Sugar vs English debacle mocks the apprenticeship

Posted on 7 Mar 2013

Sugar vs. English employment tribunal makes a mockery of apprenticeships and has devalued their meaning.

The Stella English / Lord Sugar spat really devalues an apprenticeship

Like many people, I care little about the outcome of the employment tribunal being fought between Lord Sugar and Stella English.

Ms English, who won series six of the BBC1 show fronted by the celebrity peer in 2010, is suing him for constructive dismissal. She won the £100k job and expected a position in Lord Sugar’s organisation commensurate with the pay.

Central to her claim is that Lord Sugar advised her in September 2011 he would not be renewing her contract and that he did not “give a s***”. She claims she was little more than an “overpaid lackey”, tasked with menial tasksjobs, he claims that she didn’t like the reality of real work when the cameras stopped rolling.

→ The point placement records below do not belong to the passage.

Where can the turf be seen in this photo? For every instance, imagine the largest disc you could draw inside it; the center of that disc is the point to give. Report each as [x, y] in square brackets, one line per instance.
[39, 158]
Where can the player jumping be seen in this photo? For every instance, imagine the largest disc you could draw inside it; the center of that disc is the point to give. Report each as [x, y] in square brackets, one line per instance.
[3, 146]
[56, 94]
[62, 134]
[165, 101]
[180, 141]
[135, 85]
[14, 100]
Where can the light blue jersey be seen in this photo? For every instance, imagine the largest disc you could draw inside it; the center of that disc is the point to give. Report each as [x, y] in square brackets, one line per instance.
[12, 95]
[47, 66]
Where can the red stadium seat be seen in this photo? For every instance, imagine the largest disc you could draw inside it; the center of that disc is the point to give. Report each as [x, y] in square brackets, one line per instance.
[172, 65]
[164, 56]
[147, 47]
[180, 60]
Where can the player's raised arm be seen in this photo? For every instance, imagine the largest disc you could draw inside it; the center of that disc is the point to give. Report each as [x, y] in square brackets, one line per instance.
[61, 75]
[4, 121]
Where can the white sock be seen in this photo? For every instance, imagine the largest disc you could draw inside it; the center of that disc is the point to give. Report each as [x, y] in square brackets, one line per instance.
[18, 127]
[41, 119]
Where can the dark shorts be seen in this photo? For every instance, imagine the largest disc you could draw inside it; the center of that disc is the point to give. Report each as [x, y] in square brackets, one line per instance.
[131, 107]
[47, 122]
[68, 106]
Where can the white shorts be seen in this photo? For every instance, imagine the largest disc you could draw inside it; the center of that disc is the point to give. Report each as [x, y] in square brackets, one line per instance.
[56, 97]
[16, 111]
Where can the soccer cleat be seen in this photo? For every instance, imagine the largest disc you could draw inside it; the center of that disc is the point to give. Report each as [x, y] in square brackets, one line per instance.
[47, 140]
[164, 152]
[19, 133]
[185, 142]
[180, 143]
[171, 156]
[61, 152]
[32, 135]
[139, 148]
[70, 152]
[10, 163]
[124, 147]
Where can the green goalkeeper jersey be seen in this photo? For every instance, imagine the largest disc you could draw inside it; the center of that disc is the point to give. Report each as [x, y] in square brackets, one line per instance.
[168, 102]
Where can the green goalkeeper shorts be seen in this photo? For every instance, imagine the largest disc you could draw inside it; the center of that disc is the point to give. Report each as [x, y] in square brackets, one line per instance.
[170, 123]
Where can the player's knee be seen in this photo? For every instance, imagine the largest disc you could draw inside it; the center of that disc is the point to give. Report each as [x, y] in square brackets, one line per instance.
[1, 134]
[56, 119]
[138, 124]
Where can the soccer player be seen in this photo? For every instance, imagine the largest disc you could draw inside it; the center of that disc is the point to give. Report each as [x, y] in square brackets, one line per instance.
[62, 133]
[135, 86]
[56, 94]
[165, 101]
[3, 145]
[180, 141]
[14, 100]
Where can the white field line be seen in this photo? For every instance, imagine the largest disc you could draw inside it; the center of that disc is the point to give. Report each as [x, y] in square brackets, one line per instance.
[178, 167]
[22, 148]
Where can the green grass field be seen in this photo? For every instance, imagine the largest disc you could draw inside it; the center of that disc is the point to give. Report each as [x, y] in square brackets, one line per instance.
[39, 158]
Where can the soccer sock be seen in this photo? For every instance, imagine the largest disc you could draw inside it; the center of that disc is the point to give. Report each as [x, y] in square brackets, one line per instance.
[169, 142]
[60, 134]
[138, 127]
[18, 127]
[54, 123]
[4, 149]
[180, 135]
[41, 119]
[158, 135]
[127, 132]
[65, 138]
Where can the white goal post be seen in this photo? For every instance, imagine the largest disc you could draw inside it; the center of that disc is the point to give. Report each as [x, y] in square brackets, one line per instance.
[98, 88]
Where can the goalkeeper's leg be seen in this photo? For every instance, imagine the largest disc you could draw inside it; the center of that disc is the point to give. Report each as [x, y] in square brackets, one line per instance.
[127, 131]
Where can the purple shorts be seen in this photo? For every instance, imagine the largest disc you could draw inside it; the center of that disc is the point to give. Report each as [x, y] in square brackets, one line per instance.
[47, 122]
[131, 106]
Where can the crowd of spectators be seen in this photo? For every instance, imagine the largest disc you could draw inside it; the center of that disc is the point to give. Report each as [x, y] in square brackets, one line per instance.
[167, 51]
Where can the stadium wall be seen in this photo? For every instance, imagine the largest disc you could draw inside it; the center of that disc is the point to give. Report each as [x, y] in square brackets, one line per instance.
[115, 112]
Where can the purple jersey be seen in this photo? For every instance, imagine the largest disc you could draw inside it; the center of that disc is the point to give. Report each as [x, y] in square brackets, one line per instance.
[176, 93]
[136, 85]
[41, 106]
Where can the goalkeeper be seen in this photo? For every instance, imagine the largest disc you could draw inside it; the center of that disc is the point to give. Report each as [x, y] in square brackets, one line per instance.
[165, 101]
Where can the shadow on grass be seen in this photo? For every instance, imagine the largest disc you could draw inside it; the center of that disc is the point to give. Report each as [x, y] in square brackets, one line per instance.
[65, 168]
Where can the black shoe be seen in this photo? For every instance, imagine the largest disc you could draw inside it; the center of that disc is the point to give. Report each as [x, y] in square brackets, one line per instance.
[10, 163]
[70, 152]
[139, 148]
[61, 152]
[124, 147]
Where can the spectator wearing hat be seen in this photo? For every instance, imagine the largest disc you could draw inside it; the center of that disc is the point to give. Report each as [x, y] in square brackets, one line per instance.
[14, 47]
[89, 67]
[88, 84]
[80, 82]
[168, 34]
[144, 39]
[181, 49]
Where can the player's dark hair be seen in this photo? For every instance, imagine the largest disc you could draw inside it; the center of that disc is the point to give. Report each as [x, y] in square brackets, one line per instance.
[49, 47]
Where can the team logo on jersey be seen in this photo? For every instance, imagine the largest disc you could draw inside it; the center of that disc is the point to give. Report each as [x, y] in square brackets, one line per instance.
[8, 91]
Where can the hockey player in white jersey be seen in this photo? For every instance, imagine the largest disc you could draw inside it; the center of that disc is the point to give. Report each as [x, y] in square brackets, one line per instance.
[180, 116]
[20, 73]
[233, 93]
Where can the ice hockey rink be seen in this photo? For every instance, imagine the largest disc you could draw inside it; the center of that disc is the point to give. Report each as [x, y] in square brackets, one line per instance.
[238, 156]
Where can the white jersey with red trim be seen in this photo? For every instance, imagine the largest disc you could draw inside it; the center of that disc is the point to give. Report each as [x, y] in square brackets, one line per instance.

Whatever the truth, one thing is certain. You should never fire an apprentice.

This successful BBC series has thrived on the simple headline that evokes the ideal of a young, perhaps naive, junior employee, learning the tricks of the trade on a fast-track curve and, via a fierce selection process, being chosen as the outstanding candidate to join a revered organisation.

What has been less clear to my small brain is whether the apprenticeship that these charming people undertake on The Apprentice is the humiliating selection process itself, or whether the job you win at the end of the torture is the start of the actual “apprenticeship”.

Assuming the latter (and really, in Lord Sugar’s words, who gives a s***?), Ms English won her apprenticeship at Sugar Corp on merit, fair and square, and would rightly expect a minimum level of training, due process and stewardship from the company. That is, after all, what a real apprentice would receive in the real world, isn’t it?

Instead she got a pretty unsatisfactory experience, which failed to test her mental faculties and fulfil her expectations.

Even were Lord Sugar partly right, that such expectations were unrealistically lofty and she found ‘real work’ a little unpalatable, I strongly suspect that what Sugar’s company offered her was not what most engineers, manufacturers and astute businessmen would think constitutes a true apprenticeship.

The whole sorry affair, and the programme, as entertaining as it may be, erodes the value of an apprenticeship. At a time when large numbers of politicians, and manufacturing and business stakeholders are busy promoting the virtues of apprenticeships, the type of job this show leads to is not, on the evidence presented, a good representation.

Yes, immensely tongue-in-cheek The Apprentice may be. But I suspect if you’re reading this, you are not an impressionable 15 or 16-year old reviewing his/her career options.

During a real apprenticeship the employer looks after their charge, mentors them and develops them to reflect what they are – an asset to the business. An apprentice is never fired, unless guilty of gross misconduct – why would you spoil your investment?

In Germany, and increasingly here, with the launch of the Commercial Engineering Apprenticeship (introduced by the MTA and the AMRC with Boeing) following completion of an apprenticeship the employee’s education continues. They are introduced to technical sales training, languages and visit all the company’s divisions to get a full scope of the business.

A true apprenticeship has measurable value. In many industries, it is and should be, a minimum of three years training, with college study. In Germany, it gives a person real status – and is the foundation for many senior careers, not just in engineering but in finance, retail and construction.

In Germany there is one apprenticeship grade, a minimum national standard compiled along the three, or four, year course applied to different professions. There are not myriad flavours and levels of apprenticeship – in the same way you would not have several flavours of medical doctor at graduation.

Here, they would never call such a show The Apprentice, because the double-meaning would not translate (cue emails to prove me wrong).

Lord Sugar selected Ms English on merit and a ‘real’ apprenticeship would have crafted her talents to add value to his business and to her own career.

The BBC should stop calling this show The Apprentice to avoid further erosion of a good name that needs more responsible PR; may I suggest The Circus as an apt alternative?